Cleaning Web Pages for Relevant Text Extraction and Text Categorization

DOI : 10.17577/IJERTV2IS1330

Download Full-Text PDF Cite this Publication

Text Only Version

Cleaning Web Pages for Relevant Text Extraction and Text Categorization

Amit Chauhan, Himanshu Uniyal, Dr. Bhasker Pant

Department of IT, Graphic Era University, Dehradun, India


Noise on the web pages leads to trouble mining the main content of web. Web pages typically contain a large amount of information like advertisements, navigation bar and copyright notices which are not part of the main information of pages called noise. Typically we apply data mining techniques such as classification and clustering after cleaning noise from the web pages. Eliminating noise blocks from the web pages will improve the accuracy and efficiency of web content mining.

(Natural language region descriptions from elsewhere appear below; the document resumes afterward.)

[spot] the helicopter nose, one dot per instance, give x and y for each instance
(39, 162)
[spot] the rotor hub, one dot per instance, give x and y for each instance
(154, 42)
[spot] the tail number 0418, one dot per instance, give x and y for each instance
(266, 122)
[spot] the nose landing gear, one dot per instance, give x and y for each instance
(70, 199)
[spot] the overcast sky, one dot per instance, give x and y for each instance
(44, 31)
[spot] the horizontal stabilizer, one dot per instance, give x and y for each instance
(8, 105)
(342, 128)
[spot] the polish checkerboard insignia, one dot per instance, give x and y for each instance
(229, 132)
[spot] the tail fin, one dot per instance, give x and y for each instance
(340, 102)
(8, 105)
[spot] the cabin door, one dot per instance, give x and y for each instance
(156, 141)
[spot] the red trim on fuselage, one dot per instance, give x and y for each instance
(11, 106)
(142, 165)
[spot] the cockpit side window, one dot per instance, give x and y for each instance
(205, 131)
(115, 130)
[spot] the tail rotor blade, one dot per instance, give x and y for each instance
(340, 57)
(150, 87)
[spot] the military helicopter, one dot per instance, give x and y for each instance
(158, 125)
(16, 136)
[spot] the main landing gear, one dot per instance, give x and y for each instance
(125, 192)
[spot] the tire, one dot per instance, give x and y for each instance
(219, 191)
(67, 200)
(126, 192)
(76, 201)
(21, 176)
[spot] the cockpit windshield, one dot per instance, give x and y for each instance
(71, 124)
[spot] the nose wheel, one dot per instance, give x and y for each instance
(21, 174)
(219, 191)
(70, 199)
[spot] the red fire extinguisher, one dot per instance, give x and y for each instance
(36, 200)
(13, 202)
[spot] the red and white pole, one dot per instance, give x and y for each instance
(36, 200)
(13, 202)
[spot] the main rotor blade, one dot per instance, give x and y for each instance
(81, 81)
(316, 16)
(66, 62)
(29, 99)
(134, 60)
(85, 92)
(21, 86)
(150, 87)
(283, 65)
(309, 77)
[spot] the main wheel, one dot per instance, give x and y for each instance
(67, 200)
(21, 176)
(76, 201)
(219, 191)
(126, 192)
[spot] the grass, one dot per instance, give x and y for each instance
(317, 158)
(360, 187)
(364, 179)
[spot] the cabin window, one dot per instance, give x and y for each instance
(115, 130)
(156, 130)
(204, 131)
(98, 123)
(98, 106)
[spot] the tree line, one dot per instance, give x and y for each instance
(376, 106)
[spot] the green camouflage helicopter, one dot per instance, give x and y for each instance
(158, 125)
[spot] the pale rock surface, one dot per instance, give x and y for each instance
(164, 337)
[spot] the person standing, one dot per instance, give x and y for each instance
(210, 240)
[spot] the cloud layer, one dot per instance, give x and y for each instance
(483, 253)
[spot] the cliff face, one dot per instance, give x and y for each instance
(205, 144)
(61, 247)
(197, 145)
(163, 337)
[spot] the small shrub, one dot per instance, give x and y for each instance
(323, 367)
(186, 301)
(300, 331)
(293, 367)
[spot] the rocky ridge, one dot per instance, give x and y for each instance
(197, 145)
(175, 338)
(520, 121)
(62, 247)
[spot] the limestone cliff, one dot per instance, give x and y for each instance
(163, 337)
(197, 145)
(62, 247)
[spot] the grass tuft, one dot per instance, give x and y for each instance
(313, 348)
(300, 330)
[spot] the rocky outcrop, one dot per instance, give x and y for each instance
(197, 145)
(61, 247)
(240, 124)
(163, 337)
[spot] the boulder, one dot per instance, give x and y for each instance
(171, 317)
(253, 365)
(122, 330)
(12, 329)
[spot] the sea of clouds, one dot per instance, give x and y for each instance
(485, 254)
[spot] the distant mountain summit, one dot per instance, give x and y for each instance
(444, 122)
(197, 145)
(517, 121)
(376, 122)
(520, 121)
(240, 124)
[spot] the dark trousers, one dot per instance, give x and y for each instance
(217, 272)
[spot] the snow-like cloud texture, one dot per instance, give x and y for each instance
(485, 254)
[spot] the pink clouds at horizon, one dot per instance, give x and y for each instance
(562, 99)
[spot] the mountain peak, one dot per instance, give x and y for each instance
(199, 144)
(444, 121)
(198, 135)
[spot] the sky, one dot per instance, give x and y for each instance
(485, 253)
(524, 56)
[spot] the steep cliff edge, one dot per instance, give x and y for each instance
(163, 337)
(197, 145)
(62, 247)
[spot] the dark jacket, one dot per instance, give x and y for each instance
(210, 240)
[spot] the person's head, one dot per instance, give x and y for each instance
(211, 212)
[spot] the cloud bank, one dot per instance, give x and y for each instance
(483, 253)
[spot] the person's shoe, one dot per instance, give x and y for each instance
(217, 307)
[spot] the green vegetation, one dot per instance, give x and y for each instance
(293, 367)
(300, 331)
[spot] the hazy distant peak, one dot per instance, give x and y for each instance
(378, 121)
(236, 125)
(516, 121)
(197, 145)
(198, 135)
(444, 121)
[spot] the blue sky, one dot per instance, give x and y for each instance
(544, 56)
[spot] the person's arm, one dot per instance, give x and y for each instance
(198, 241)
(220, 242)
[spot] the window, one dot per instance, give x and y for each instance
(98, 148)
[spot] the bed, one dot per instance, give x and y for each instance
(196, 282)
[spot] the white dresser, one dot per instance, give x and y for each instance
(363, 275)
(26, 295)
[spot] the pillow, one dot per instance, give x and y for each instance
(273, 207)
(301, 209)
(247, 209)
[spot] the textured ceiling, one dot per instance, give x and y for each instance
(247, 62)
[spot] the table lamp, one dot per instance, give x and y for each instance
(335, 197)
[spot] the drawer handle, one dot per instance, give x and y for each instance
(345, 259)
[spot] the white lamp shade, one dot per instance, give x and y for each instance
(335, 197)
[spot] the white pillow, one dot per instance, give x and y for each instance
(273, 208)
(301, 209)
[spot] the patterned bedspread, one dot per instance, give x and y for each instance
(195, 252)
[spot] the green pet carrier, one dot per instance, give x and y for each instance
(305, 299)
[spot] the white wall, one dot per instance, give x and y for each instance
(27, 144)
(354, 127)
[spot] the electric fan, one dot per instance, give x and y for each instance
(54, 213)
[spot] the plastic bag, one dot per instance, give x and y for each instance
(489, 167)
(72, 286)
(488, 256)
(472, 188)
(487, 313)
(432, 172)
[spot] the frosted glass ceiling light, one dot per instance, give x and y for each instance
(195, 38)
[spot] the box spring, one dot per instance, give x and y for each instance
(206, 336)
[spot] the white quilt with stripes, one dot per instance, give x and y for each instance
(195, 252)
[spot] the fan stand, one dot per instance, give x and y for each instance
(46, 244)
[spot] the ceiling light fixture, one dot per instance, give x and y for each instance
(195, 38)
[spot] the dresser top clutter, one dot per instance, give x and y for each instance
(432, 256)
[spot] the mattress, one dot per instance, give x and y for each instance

This paper proposes a method web information extraction and classification framework. In this method we remove noisy data from the web pages and then retrieve the most relevant information from the same web page and finally the classification is performed by using Support Vector Machine which gives accurate and efficient result.

Keywords- VIPS, Web Page Cleaning, Support Vector Machine, Document Classification.

  1. Introduction

    Web mining is a multidisciplinary field including data mining, machine learning, natural language processing, statistics, databases, information retrieval, multimedia etc. Web mining consists of: Web usage mining, Web structure mining and Web content mining.

    Mining, extraction and integration of useful data, information and knowledge from web page content is called web content mining. [1]

    Nowadays WWW is growing rapidly and also containing high amount of data which is often accompanied by a large amount of noise. Now there are several billions of HTML files, images and other multimedia files available on Internet and they are still growing at the rapid rate. Web Content Mining uses the ideas and principles of data mining and knowledge discovery to screen more specific data.

    The use of the Web as a provider of information is unfortunately more complex than working with unchangeable databases. Because the web is dynamic in nature and it contains large number of data, there is a need for new approaches that are not depending on accessing the complete data on the outset. So focusing on that the information retrieval is the major issue and interest for lots of researchers. From the content of web pages, mining of web contents aims to extort constructive information or knowledge.

    The main problem encountered while mining the web are the noises. The html web page contains lots of data, but the information that the user wants is called main information (main content on the web page) and the rest are noise which includes advertisements, navigation bar, copyright notices, comments and reviews. These blocks of information (noise) are essential ingredients of web pages because of the user friendly access and also for the commercial purposes.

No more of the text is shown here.